Since then, the possession of up to 50 grams of cannabis per person, and a maximum of four plants per household no longer attracts any penalties.
Half a decade ago, that was a controversial change in the territory’s drug enforcement regime, and was hotly opposed by the federal government, which threatened to use Australian Federal Police officers to enforce Commonwealth laws against Canberrans.
Study finds most are leaving time before driving
Researchers at the Lambert Initiative for Cannabinoid Therapeutics have been interested in the impact of those laws, and how they may be influencing driver behaviour.
The researchers acknowledge there is “significant concern” about the impact of cannabis decriminalisation on road safety.
Cannabis users are advised to wait “an appropriate length of time” before driving.
But as Dr Danielle McCartney explains, it can be hard to actually know what that time frame should be as cannabis can “persist” for differing amounts of time depending on whether it’s being tested for in blood, oral fluid or urine.
A recent study of almost 400 cannabis users in the ACT revealed the majority reported waiting more than seven hours after consuming cannabis before driving.

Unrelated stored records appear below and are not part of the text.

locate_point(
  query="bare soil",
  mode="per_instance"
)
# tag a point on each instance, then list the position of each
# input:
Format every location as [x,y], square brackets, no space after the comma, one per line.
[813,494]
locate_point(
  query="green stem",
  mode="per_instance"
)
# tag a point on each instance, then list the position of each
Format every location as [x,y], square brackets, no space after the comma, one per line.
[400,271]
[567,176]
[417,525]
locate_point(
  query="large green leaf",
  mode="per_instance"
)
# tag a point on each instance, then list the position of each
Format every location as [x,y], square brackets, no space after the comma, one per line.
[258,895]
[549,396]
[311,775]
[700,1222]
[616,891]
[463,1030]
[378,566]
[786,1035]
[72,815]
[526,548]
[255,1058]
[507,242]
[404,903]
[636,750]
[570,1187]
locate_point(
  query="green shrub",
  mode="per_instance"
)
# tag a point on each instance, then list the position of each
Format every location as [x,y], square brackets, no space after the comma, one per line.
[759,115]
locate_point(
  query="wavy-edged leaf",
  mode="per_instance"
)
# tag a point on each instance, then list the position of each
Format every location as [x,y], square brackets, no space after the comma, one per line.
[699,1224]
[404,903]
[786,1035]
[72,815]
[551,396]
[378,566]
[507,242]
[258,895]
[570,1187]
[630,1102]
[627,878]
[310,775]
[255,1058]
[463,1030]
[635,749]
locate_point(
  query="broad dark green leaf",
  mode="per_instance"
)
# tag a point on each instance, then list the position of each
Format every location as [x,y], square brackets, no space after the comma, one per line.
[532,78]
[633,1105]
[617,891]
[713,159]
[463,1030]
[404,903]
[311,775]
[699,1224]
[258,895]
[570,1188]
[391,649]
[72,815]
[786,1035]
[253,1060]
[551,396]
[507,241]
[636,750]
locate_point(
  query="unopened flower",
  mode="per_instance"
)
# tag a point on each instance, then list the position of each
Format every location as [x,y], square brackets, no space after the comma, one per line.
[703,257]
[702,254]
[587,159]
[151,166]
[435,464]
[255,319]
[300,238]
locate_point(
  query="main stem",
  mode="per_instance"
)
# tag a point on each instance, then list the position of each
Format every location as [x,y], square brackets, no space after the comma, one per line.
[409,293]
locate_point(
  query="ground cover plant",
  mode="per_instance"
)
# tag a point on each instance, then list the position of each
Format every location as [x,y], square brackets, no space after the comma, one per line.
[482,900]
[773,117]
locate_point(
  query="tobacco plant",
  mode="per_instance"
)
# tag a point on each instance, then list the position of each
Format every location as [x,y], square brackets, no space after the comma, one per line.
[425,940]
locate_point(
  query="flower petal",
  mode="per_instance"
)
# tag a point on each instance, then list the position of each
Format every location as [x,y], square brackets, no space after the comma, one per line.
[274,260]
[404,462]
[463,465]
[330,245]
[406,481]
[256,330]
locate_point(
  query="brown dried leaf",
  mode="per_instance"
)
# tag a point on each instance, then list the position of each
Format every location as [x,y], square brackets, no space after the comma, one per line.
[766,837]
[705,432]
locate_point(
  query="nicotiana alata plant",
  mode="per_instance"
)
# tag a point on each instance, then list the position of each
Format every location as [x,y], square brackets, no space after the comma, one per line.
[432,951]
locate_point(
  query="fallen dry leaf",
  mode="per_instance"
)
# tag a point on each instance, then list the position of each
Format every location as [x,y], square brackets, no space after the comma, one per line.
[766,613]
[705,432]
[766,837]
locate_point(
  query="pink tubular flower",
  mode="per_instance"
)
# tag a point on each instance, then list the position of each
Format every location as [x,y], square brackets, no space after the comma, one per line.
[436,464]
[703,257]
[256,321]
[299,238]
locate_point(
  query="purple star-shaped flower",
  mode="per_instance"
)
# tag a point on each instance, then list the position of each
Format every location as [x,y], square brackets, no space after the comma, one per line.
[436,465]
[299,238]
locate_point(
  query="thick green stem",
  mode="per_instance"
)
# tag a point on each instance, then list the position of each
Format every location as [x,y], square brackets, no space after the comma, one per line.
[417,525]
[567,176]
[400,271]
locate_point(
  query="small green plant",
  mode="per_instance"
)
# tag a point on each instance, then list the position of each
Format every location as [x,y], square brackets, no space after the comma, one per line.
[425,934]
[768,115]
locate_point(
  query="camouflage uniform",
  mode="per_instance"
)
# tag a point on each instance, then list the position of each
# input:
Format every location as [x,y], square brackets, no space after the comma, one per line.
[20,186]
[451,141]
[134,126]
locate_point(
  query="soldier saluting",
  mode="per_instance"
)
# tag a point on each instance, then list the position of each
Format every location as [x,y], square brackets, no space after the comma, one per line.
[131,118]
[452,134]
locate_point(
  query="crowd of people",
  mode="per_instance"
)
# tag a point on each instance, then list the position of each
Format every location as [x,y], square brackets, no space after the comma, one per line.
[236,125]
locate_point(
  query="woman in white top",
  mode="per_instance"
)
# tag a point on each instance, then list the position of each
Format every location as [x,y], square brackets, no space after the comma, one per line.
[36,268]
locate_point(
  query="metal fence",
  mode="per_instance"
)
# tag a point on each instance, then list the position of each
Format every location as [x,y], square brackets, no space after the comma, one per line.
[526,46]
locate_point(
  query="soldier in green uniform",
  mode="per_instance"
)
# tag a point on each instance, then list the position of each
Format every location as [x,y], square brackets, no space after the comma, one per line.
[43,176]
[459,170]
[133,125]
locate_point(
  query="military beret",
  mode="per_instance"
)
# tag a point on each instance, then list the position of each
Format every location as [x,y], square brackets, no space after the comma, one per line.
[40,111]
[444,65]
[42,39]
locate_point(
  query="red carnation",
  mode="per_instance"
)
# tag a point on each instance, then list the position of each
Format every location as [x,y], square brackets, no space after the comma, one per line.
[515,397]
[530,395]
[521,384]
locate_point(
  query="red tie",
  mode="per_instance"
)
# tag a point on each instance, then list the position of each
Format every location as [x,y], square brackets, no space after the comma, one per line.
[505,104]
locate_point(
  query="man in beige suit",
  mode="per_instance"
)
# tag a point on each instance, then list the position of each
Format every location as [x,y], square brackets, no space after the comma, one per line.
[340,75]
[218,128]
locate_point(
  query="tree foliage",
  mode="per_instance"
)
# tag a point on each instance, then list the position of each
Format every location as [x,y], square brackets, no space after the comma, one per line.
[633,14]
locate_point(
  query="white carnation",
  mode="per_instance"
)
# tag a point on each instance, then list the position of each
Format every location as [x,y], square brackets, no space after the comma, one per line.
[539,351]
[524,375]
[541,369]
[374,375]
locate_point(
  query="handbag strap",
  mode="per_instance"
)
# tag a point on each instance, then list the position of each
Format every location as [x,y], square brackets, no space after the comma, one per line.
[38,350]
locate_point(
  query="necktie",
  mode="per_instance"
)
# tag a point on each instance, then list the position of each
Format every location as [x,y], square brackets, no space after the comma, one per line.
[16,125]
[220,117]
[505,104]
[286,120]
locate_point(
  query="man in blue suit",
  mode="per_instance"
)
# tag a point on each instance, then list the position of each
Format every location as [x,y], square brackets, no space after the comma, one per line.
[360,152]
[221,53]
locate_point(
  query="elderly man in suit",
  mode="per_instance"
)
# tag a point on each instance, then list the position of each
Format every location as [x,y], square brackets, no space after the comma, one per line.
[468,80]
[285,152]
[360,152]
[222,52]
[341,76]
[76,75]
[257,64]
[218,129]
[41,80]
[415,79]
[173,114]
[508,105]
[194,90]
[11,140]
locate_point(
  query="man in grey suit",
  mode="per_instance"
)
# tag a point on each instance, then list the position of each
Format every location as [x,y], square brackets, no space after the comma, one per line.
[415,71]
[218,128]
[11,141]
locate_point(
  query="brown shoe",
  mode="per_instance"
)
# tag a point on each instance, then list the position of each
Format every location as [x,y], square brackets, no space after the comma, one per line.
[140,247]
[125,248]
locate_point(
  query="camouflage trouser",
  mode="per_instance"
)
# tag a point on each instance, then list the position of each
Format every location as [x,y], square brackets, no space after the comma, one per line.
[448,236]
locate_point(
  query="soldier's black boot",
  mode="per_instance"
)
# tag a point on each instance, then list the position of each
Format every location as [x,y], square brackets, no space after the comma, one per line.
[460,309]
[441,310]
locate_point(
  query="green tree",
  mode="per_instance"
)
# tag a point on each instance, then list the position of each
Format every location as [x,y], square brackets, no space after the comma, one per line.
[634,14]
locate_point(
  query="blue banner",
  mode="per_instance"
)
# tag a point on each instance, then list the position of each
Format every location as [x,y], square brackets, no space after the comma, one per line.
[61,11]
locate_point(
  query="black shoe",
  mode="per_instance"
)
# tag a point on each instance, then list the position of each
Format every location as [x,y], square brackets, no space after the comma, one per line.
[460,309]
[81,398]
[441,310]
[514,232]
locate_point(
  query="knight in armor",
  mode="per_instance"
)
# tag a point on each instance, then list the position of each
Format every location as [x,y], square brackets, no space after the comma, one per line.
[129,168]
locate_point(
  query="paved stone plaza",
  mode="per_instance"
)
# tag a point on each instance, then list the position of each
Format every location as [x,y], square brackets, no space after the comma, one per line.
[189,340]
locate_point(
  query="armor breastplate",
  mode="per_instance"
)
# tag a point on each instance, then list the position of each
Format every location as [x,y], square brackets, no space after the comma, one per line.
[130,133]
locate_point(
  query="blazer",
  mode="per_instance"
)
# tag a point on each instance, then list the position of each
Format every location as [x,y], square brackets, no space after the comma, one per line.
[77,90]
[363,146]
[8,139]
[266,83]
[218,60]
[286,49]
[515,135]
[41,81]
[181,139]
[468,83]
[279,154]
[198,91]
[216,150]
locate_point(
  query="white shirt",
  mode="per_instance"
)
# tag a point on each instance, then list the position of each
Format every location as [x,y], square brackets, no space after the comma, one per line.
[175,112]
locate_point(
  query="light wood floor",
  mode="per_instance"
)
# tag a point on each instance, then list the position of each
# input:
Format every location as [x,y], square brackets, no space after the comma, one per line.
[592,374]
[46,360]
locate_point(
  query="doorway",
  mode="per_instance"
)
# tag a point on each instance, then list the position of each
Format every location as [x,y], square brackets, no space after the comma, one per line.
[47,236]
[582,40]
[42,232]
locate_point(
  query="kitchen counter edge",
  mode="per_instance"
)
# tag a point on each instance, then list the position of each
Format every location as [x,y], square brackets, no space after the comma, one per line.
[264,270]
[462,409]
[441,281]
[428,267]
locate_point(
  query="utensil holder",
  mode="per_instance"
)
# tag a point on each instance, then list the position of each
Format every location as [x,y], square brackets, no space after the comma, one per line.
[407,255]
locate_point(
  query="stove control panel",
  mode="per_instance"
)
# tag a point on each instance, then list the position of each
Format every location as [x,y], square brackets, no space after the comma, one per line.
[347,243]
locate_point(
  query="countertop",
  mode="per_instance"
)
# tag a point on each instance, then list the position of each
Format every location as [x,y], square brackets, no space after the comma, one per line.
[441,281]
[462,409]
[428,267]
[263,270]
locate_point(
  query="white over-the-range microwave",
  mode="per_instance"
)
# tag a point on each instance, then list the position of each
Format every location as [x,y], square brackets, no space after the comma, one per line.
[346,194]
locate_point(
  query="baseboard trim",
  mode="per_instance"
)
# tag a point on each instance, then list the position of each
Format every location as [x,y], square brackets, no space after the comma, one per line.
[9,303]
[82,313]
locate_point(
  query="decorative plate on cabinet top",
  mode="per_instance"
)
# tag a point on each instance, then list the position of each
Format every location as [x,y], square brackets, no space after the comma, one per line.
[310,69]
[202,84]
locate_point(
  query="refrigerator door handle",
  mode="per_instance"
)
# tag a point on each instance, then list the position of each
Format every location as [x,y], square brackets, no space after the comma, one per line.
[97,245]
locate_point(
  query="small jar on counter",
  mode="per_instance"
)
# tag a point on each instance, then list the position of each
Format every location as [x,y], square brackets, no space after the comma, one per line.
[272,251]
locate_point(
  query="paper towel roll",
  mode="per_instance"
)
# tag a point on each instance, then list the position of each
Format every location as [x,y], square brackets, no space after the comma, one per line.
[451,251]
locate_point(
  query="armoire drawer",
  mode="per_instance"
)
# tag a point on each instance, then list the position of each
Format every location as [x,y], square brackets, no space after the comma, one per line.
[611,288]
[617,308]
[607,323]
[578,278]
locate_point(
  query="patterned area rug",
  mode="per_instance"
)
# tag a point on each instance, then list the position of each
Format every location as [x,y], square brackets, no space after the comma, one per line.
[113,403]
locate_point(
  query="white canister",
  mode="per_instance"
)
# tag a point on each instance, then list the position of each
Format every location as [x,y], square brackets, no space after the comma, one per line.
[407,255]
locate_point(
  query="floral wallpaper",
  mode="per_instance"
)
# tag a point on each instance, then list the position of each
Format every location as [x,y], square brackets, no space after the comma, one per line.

Dr McCartney says while that was a good outcome, it means about 30 per cent are potentially getting behind the wheel while impaired.
And the study showed people who were making the decision to do so were also generally the people who were more likely to endorse other types of risk-taking behaviour like taking larger quantities of cannabis, and generally believing cannabis did not affect their driving.
Researchers also acknowledge that broadly speaking “identifying cannabis-affected drivers is a little bit of a tricky thing”.
“It’s not quite as straightforward as identifying alcohol-affected drivers, and this is because the marker that we typically use … which is concentrations of THC in oral fluid aren’t necessarily all that closely related to the levels of impairment that we see in drivers,” she said.
She says there is a “mismatch” between cannabis being decriminalised and its use being prohibited among drivers and called for a “balanced” approach.
For example, under a law change expected to come into effect in Victoria in March this year, medicinal cannabis users who test positive to drugs in random roadside tests will no longer lose their licence automatically.
Instead, magistrates will be allowed to use their discretion when sentencing those with a valid prescription who were not impaired at the time.
“One thing researchers are interested in is developing novel ways of identifying cannabis affected drivers to sort of support that shift in policy,” Dr McCartney said.
In the meantime, she agrees more messaging about the potential negative consequences of driving while impaired is needed.
And Chris, who describes his use of cannabis as a “mindset of dependence” had a message of his own:
“I don’t condone what I do,” he said.
“When it comes to others, especially young people, I’m very anti-drugs. I tell them don’t do it.
“It has consequences that you can’t imagine.”